After wildfires in the 1990s burned Pozorski’s original Canyon home to the ground, he rebuilt it and bought an assortment of professional firefighting equipment. Last week he described his thoughts as he prepared to evacuate his home, not knowing if it would escape destruction. “You say what should I take . . . you go around the house and you start picking up stuff that defines you. And I would decide between one thing or another and leave something behind.”

“But it was very interesting,” Pozorski continued. “When I was running out the door and I was closing the door and every time thinking it was the last time I was going to close the door, I left my father’s cane on the front door. And when I came back to the house later, I realized that I had left stuff in every room to protect my house if I couldn’t do it. So I think it worked. I really do.”

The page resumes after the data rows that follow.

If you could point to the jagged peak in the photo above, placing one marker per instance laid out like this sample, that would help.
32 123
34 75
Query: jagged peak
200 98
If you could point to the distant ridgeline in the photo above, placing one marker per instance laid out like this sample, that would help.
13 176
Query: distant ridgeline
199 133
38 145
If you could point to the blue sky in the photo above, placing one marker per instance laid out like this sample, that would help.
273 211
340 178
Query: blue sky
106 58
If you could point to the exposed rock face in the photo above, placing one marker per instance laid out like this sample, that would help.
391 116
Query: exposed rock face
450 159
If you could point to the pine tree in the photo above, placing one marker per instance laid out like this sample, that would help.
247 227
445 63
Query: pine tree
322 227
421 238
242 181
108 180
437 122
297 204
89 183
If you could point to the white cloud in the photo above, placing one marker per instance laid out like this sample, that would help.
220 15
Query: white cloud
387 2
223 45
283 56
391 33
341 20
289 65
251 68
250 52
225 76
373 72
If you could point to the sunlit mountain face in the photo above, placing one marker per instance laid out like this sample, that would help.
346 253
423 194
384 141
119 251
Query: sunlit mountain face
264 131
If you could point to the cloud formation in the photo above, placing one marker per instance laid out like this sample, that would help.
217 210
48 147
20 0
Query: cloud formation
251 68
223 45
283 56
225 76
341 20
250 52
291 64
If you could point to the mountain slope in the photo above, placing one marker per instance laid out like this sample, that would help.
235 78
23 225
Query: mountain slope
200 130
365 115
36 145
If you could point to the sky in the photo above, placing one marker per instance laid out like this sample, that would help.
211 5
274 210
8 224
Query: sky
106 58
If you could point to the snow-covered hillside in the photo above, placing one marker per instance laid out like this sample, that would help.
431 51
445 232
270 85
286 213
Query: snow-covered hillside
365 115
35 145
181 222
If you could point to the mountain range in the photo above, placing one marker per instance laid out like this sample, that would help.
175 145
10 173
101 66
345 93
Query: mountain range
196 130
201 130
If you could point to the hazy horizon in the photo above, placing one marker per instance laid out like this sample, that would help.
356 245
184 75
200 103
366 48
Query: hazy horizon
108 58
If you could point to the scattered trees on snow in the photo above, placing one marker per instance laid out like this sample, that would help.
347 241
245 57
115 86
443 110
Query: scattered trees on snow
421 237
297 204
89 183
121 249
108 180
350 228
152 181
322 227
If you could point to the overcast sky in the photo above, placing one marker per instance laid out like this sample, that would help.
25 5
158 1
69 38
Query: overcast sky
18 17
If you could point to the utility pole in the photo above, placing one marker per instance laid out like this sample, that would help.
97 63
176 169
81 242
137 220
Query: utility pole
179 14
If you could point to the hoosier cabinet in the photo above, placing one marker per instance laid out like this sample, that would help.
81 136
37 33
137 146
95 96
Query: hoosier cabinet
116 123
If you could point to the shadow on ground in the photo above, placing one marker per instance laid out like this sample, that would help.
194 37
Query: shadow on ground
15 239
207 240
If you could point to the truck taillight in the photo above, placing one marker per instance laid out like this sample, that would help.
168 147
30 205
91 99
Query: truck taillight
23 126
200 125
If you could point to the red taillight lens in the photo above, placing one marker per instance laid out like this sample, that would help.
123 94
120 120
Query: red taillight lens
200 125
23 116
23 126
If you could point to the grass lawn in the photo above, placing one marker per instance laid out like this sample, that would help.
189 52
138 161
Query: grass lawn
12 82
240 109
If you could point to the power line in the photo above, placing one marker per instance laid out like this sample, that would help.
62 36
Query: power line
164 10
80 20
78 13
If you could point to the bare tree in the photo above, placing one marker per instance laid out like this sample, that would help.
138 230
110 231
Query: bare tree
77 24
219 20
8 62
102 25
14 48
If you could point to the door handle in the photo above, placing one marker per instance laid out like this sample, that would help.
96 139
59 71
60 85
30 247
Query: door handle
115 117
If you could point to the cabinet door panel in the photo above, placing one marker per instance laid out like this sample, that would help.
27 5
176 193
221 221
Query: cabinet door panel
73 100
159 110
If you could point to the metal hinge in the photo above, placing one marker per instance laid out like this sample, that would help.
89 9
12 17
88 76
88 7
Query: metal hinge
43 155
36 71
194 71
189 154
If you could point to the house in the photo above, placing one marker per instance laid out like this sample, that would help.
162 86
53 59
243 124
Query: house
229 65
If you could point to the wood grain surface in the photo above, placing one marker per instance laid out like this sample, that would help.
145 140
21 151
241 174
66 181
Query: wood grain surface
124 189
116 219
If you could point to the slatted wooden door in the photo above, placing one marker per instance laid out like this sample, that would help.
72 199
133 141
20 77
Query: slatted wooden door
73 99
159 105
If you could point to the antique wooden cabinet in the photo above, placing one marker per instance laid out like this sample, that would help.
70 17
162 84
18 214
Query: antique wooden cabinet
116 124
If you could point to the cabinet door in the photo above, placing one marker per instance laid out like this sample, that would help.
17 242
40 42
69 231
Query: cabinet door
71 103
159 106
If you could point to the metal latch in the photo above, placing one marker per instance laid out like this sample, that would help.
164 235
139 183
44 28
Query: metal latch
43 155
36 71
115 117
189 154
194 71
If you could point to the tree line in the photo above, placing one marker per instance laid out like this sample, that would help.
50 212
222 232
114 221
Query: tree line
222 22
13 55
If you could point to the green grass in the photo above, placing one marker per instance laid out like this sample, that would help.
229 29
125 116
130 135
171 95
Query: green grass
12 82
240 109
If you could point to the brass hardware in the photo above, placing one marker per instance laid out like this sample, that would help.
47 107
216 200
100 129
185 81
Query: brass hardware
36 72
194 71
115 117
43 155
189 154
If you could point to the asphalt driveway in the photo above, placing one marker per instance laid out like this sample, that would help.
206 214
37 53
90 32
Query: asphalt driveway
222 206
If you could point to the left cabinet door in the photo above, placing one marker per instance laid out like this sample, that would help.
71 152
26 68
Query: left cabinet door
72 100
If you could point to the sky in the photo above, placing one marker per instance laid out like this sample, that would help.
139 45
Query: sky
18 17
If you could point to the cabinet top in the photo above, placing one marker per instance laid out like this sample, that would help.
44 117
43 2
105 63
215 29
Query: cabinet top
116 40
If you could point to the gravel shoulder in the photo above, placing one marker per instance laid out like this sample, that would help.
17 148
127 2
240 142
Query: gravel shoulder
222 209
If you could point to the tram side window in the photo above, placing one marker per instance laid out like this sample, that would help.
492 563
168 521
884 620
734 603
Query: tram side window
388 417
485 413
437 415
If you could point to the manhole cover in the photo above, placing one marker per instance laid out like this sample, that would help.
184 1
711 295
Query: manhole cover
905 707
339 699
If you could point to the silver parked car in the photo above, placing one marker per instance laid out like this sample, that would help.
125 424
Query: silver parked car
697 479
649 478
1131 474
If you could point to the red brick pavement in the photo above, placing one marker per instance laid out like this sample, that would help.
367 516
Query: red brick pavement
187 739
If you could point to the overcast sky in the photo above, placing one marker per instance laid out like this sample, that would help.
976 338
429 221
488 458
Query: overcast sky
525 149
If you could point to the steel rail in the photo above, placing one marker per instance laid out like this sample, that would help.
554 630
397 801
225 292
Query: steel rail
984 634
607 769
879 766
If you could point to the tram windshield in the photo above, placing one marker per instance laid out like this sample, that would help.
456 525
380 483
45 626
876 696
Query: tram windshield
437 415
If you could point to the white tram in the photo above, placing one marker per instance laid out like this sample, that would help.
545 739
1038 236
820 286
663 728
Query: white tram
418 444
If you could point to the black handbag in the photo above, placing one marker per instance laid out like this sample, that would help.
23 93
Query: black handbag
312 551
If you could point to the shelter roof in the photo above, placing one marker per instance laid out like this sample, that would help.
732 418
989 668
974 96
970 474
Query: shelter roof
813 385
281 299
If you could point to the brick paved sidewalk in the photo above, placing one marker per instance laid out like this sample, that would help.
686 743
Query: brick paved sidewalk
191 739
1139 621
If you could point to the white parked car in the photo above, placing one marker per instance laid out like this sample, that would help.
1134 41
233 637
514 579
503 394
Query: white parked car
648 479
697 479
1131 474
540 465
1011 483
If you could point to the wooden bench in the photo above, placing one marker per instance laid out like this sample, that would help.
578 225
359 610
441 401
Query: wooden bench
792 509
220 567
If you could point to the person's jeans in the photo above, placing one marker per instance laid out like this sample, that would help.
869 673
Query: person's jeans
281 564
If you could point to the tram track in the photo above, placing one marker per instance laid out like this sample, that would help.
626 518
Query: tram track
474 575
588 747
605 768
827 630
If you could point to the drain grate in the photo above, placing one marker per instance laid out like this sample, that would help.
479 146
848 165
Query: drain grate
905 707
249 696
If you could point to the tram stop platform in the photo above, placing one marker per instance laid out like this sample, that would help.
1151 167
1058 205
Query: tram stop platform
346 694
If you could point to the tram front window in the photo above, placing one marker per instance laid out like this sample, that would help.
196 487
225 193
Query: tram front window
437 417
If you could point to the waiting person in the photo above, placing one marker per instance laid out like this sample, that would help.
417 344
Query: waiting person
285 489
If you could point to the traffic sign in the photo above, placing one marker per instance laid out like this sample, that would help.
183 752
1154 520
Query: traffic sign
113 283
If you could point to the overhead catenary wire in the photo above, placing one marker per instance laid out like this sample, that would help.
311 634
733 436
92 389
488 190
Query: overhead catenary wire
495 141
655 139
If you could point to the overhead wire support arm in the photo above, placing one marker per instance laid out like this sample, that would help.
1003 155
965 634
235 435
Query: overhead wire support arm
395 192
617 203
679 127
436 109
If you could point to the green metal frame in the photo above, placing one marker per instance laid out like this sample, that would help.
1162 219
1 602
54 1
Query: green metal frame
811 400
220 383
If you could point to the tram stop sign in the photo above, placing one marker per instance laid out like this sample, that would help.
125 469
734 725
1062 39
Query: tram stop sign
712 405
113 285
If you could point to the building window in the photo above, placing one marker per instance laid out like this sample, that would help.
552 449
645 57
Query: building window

I’m pretty sure I heard Pozorski’s voice tremble a little at the end of his interview. I got choked up too. I was imagining this man rushing crazily through his house, grabbing the items that meant the most to him and leaving behind unmanned hoses and fire extinguishers and flame retardants to stave off the flames.

It was Pozorski’s last effort to ensure the safety of his home — hanging his father’s walking cane on the front door — that touched me most deeply. Although I’ll never know Pozorski’s motivation or whether his dad’s still alive, I saw his act as one of supreme faith that this inanimate object held more safekeeping capacity than all his expensive firefighting equipment. The cane was embued with the ultimate protective power of Pozorski’s father. What a wonderful relational connectivity these two men must have shared.

By the way, Pozorski’s Malibu house still stands.